Miss Armitage rose. She stood a moment watching his face, then, "How you hate her!" she said.
"Hate?" Tisdale's laugh rang short and hard. "Well, I grant it; hate is the word. I hate her so much I've known better than go where she was; I've avoided her as an electrician avoids charged wire. Still, if I had found myself in Weatherbee's place; if I had made his mistake and married her, she should have felt my streak of iron. I might have stayed in Alaska as he did, but she would have stayed too and made a home for me, helped to fight things through." He paused and, meeting the appeal in her eyes, his face softened. "I've distressed you again," he added. "I'm sorry; but it isn't safe for me to speak of that woman; the thought of her starts my temperature rising in bounds. I want you to help me forget her. Yet, down in the depths of your heart you know you blame her."
"Yes, I blame her." Miss Armitage began to walk on towards the edge of the bench. "I blame her, but not as you do. I know she tried to do right; she would have gone to Alaska—if David had wished it—at the start. And she's been courageous, too. She's smiled—laughed in the face of defeat. Her closest friends never knew."
"You defend her. I wonder at that." Tisdale passed her and turned to offer his help down the first abrupt pitch. "How you, who are the one to censure her the most, can speak for her always, as you do. But there you are like Weatherbee. It was his way to take the losing side; champion the absent."
"And there is where your resemblance stops," she answered quickly. "He lacked your streak of iron.

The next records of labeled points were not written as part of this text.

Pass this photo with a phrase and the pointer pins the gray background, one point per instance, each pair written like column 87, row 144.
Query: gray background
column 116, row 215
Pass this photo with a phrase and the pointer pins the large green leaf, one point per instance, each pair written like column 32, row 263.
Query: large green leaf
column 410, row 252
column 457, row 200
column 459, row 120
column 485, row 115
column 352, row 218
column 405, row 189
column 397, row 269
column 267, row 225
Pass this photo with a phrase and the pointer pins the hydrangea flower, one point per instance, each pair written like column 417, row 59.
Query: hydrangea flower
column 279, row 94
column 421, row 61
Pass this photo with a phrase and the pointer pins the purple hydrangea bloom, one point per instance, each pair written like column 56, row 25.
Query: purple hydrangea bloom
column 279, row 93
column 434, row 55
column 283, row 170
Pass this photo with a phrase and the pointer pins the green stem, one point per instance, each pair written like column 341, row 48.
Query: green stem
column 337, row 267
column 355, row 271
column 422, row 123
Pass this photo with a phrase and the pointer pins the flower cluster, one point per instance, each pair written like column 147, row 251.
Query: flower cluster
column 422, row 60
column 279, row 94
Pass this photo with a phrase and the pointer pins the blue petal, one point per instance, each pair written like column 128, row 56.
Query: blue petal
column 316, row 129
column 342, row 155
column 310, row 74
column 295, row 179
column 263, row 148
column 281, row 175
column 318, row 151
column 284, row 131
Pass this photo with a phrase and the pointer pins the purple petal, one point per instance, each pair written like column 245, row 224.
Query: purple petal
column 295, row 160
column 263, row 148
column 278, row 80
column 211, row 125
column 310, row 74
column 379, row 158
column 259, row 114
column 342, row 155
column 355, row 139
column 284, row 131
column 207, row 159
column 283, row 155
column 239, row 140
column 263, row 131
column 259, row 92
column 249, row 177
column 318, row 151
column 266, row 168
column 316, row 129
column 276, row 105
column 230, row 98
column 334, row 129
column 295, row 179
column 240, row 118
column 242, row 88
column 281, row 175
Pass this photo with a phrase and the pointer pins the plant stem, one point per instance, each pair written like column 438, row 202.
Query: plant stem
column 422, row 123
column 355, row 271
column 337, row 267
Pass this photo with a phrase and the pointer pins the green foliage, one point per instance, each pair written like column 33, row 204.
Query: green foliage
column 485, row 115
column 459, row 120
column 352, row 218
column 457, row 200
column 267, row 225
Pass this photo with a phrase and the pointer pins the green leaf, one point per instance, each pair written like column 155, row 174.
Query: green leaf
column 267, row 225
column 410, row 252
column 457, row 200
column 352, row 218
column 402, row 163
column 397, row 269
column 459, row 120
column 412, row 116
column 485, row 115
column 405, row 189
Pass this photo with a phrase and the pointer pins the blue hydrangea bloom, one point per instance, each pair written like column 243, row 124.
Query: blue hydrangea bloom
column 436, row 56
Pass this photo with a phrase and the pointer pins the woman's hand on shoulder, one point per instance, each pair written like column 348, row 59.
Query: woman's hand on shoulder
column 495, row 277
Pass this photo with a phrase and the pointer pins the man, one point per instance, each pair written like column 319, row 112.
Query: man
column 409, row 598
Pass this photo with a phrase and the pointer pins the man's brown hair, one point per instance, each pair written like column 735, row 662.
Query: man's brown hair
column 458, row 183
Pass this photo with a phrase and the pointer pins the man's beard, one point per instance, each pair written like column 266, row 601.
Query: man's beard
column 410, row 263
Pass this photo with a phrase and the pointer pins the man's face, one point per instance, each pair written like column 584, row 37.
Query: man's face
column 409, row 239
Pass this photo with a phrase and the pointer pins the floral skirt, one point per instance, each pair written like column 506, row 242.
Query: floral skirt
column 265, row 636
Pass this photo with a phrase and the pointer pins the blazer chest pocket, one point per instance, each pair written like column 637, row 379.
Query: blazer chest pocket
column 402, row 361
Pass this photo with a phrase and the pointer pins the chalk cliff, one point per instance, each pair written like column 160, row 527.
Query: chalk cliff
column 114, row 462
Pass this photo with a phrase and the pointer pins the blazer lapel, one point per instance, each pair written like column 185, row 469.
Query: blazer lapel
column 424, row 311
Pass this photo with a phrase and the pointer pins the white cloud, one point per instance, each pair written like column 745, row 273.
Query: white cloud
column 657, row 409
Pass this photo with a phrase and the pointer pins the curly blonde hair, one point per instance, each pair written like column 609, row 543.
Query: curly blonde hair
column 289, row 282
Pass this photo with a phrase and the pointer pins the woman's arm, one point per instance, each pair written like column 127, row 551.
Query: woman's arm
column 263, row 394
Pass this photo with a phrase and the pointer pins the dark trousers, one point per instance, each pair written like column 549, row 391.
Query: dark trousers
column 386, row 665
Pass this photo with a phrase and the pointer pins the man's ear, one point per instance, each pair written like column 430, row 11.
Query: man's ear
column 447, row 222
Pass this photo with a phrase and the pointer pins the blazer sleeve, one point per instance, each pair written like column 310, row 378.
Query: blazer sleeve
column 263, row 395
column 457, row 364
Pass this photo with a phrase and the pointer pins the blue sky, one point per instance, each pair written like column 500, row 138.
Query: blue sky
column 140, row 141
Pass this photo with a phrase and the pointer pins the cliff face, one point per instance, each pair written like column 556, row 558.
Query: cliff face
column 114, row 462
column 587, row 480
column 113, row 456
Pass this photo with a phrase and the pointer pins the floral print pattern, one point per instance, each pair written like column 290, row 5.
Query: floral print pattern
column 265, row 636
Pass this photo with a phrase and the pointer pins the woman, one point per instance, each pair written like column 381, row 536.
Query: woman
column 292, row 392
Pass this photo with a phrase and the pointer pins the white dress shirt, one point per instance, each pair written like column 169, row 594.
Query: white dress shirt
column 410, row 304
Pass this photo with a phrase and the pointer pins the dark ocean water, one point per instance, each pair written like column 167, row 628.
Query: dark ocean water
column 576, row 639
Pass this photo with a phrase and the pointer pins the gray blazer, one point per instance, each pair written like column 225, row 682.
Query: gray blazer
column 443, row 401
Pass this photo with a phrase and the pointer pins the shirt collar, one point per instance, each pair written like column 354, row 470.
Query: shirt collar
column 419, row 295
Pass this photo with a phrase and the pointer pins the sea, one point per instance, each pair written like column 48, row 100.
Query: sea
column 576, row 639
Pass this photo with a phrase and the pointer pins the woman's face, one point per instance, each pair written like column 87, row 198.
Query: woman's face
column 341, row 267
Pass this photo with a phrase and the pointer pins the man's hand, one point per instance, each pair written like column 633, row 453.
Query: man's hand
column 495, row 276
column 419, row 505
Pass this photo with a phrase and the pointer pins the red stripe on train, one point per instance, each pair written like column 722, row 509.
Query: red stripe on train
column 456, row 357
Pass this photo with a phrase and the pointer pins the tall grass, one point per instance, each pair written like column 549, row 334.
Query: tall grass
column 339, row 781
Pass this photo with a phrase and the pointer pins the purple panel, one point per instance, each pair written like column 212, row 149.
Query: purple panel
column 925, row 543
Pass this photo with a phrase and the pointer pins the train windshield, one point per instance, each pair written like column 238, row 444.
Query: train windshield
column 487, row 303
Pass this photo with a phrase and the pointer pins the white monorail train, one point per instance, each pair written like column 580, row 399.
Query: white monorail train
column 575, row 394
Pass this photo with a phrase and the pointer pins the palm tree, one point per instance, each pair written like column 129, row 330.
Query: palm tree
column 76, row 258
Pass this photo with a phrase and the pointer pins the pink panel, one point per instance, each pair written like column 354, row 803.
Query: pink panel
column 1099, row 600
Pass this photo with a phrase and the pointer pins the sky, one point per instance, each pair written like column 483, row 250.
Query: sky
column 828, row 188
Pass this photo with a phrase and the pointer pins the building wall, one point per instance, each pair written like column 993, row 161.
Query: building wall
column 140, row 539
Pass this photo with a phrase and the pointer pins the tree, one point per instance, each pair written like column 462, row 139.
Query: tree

Of course you know about your strange likeness to him, Mr. Tisdale. It is so very marked; almost a dual personality. It isn't height and breadth of shoulder alone; it's in the carriage, the turn of the head; and it creeps into your eyes sometimes; it gets into your voice. The first time I saw you, it was startling."
Tisdale moved on, picking up the trail they had made in ascending; the humor began to play reminiscently at the corners of his mouth. "Yes, I know about that resemblance. When we were on the Tanana, it was 'Tisdale's Twin' and 'Dave's Double.' A man has to take a name that fits up there, and we seemed to grow more alike every day. But that often happens when two friends who are accustomed to think in the same channels are brought into continual touch, and the first year we spent in the north together we were alone for weeks at a stretch, with no other human intercourse, not a prospector's camp within a hundred miles. The most incompatible partners, under those circumstances, will pick up subconsciously tricks of speech and gesture. Still, looking back, I see it was I who changed. I had to live up to Weatherbee; justify his faith in me."
Miss Armitage shook her head slowly. "That is hard to believe. Whoever tried to mould you would feel through the surface that streak of iron." They had come to another precipitous place, and Tisdale turned again to give her the support of his hand. The position brought his face on a level with hers, and involuntarily she stopped. "But whatever you may say, Mr. Tisdale," she went on, and as her palm rested in his the words gathered the weight of a pact, "whatever may—happen—I shall never forget your greatness to-day." She sprang down beside him, and drew away her hand and looked back to the summit they had left. "Still, tell me this," she said with a swift breathlessness. "If it had been David Weatherbee's wife up there with you when the thunderbolt struck, would it have made a difference? I mean, would you have left her to escape—or not—as she could?"